The critique comes back as prose (not structured JSON) because it is consumed two ways at once — re-injected as context for the model to act on, and shown to you — and prose is the model-agnostic floor across kin's real fleet. The profile lives at src/kin/harness/defaults/agents/critic.md; override it like any other bundled profile by dropping a critic.md in a higher-priority discovery root.
critic-code is a sibling profile, bundled alongside critic — same
read-only toolset, same adversarial, attribution-obscured framing, but it
reviews finished code or output instead of a plan, against a different
five-dimension rubric: CORRECTNESS, EDGE_CASES, SECURITY, PERFORMANCE, and
MAINTAINABILITY. It isn't part of the plan lifecycle; the bundled
/critique kind:
workflow slash command dispatches three of them in parallel, each owning a
subset of the rubric, and synthesizes their findings by severity; the bundled
/revise command uses it as the rubric grader in its draft → grade → revise
loop (each grader reads the published draft by artifact ref).

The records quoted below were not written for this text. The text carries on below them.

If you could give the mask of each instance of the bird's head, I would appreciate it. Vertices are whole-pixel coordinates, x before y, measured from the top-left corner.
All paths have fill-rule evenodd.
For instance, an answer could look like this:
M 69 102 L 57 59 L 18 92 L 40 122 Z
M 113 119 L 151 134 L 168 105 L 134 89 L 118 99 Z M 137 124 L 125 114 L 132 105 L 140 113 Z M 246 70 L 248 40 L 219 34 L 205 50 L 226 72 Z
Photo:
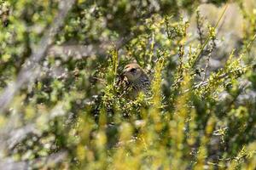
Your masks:
M 131 82 L 137 82 L 143 74 L 145 74 L 143 70 L 135 63 L 126 65 L 123 71 L 123 76 Z

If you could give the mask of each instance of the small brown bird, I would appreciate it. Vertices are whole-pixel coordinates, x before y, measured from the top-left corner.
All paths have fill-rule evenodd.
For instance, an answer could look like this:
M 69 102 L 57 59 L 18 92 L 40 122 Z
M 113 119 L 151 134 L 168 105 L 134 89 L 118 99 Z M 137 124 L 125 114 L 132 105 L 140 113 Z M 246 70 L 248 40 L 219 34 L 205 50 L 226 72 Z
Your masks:
M 147 73 L 137 64 L 126 65 L 121 74 L 121 82 L 125 82 L 125 87 L 128 96 L 135 98 L 139 92 L 148 94 L 150 91 L 150 80 Z

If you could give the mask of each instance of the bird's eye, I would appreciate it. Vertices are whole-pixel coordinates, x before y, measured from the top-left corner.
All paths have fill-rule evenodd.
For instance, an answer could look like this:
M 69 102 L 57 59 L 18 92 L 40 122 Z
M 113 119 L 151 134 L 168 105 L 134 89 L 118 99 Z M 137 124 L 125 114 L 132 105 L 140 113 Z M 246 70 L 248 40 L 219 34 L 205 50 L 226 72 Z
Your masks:
M 130 71 L 131 71 L 131 72 L 136 72 L 136 69 L 135 69 L 135 68 L 132 68 L 132 69 L 131 69 Z

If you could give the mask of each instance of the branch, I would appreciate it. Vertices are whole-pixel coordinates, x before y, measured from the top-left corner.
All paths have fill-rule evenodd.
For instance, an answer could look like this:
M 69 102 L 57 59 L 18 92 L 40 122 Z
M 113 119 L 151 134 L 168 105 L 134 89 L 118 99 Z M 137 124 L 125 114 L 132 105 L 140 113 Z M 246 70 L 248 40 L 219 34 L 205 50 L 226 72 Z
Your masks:
M 51 26 L 44 33 L 38 47 L 32 49 L 32 55 L 25 62 L 24 66 L 18 74 L 16 80 L 9 83 L 1 94 L 0 113 L 3 113 L 7 109 L 15 94 L 24 84 L 33 81 L 37 77 L 39 73 L 38 63 L 44 57 L 45 57 L 47 50 L 54 42 L 55 35 L 63 26 L 65 18 L 74 3 L 75 0 L 63 0 L 60 2 L 59 13 L 51 24 Z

explorer is a bundled, read-only profile for codebase orientation — it
answers "how does this codebase work" with a fixed 6-section orientation
(Purpose / Entry points / Key files / Conventions / Answers / Unknowns),
cites path:line evidence, and never pastes file bodies. Its toolset is
local-only — read_file, glob, grep, ls, search_workspace, todos,
no web — which keeps it disjoint from researcher (web) and from coder
(edits). Dispatch it when the parent needs to ground a decision in the
codebase without burning context on broad reads; it's the canonical
context-isolation exemplar and the fan-out worker the bundled /init
and /research
commands dispatch (/research scales 1–5 explorer lanes to the question's
complexity and has each lane publish its findings as an artifact handle).
security-auditor is a bundled, read-only profile that stress-tests
finished work against a six-dimension security rubric — INJECTION,
INPUT_HANDLING, AUTH, SECRETS, SUPPLY_CHAIN, CONFIG — and is the
structural sibling of critic-code. Two rules distinguish it from a
generic code review: every finding must name the attack path (where
untrusted data enters → what it reaches; a pathless hardening is at
most low severity), and severity is graded as exploitability × impact,
not how scary the code reads. Dispatch it independently via task when a
parent agent wants a security-focused adversarial review separate from
the broader critic-code rubric.
researcher is the bundled, read-only web-research lane — read_file plus
the web tools and cite_check, no edits, no shell.
Dispatch it for a fast, sourced answer to one question; the bundled
/deep-research kind: workflow command fans
several of them out in parallel (with an adversarial critic review and a
citation-liveness gate) when the question deserves a full multi-source
report.
Discovery¶
Profiles are loaded from markdown+frontmatter on disk. The five roots, highest priority first:
<workdir>/.kin/agents/<workdir>/.claude/agents/~/.kin/agents/~/.claude/agents/- the bundled defaults at
src/kin/harness/defaults/agents/(general / researcher / coder / planner / critic / critic-code / explorer / security-auditor)
The full schema + a worked example are in Subagents.